Bij de grote stadsbrand van Enschede in 1862 ontkwam zijn stoomfabriek aan de vlammen, maar hij onttrok zich vervolgens wel uit de firma A. Jannink & Co ten voordele van zijn twee jongste zonen H.H. ‘Henri’ (1836-1912) en Arnold H. Jannink (1844-1906). Het afgebrande woonhuis in de Langestraat (43) bleef jarenlang een braakliggend terrein. Abraham Jannink leidde voortaan een teruggetrokken bestaan op de buiten werking gestelde Janninksbleek in de Esmarke. Aan het begin van de twintigste eeuw verrees daarop de woonwijk Pathmos en, op de exacte locatie van de oude bleek, het kleine Thomas Ainsworthpark. Hij stierf aldaar in 1868. Zijn weduwe Elisabeth Maria Jannink-Rietveld (1813-1894) verhuisde vervolgens zo snel mogelijk terug naar de stad…
– – – – – – – – – – – – – – – – – – – – – – – –
- laatste firmant van de fa. A. Jannink & Co te Enschede was de ongehuwde H.H. ‘Henri’ Jannink (1836-1912). Blijkens zijn in memoriam trok hij zich evenals zijn vader een beetje terug uit de maatschappij… “De overledene [H.H. Jannink] behoorde tot die ‘stillen in den lande’, die wel weinig van zich doen horen en zich niet veel in het openbare leven bewegen, maar wier namen toch door wie hen kenden, met ere zullen genoemd worden. Waar de heer Jannink iemand een vriendelijke attentie kon bewijzen, deed hij zulks gaarne. Vooral de armen in onze stad verliezen veel in hem; in stilte wel te doen was zijn lust. Bij velen zal dus zijn naam in gezegend aandenken blijven.” (Tubantia, 28 november 1912)

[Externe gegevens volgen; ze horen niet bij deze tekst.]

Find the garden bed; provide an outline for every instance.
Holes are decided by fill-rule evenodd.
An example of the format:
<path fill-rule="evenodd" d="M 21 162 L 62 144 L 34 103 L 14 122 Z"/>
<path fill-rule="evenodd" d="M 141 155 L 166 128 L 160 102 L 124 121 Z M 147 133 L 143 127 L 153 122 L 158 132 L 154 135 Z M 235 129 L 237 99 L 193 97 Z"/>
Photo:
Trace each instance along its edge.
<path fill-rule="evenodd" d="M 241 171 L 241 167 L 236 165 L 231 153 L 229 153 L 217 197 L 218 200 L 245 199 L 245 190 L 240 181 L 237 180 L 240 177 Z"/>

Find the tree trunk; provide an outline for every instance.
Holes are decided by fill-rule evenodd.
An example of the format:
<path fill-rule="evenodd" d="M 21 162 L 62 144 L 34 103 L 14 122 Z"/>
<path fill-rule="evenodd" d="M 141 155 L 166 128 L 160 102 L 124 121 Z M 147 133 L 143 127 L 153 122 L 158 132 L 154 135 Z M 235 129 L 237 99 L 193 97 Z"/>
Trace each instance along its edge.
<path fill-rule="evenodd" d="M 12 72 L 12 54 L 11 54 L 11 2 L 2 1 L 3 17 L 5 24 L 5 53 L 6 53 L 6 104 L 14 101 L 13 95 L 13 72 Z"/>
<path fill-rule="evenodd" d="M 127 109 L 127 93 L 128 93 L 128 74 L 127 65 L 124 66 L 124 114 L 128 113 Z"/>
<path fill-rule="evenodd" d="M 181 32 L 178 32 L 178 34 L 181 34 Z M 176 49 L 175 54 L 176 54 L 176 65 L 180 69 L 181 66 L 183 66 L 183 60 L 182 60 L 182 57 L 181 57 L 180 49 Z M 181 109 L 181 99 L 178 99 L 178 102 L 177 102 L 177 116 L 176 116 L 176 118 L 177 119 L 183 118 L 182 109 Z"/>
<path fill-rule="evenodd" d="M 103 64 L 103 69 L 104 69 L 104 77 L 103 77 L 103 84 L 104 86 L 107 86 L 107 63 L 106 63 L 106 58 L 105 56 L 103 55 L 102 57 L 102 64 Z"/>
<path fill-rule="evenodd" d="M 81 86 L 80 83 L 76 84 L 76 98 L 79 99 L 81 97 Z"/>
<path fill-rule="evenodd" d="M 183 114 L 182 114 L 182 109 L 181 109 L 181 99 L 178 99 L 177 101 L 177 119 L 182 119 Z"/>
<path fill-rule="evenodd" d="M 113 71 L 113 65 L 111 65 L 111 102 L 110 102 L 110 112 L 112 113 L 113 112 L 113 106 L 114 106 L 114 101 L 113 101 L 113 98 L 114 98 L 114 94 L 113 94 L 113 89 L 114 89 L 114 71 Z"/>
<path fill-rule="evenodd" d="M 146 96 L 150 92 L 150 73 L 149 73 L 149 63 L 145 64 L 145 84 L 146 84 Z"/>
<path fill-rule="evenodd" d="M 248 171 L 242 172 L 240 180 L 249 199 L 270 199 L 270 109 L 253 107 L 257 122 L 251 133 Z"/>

- Enschede, Langestraat 43. Het voormalige woonhuis van Abraham Jannink was afkomstig uit de boedel van zijn ouders en bleef lang in handen van de familie Jannink. Na de stadsbrand in 1862 bleef het perceel jarenlang onbebouwd; pas na het overlijden van Abraham in 1868 liet diens zoon A.H. Jannink daarop een nieuw woonhuis bouwen. Laatste bewoners waren Arnold’s ongehuwde dochters J.B. ‘Anna’ Jannink (1887-1955) en E.M. ‘Betsy’ Jannink (1872-1932). In 1933 verkocht de familie Jannink het pand met bijbehorend achtergelegen terrein en bijgebouw aan de R.K. Patronaatscommissie St. Jacobus.
- de relatie tussen Abraham Jannink (1801-1868) en zijn oudste zoon Engbert Jannink (1832-1901) was niet goed. Dusdanig bekoeld zelfs, dat Engbert Jannink met financiële hulp van zijn oom-dominee Nicolaas Jannink de firma Arntzenius, Jannink & Co stichtte te Goor.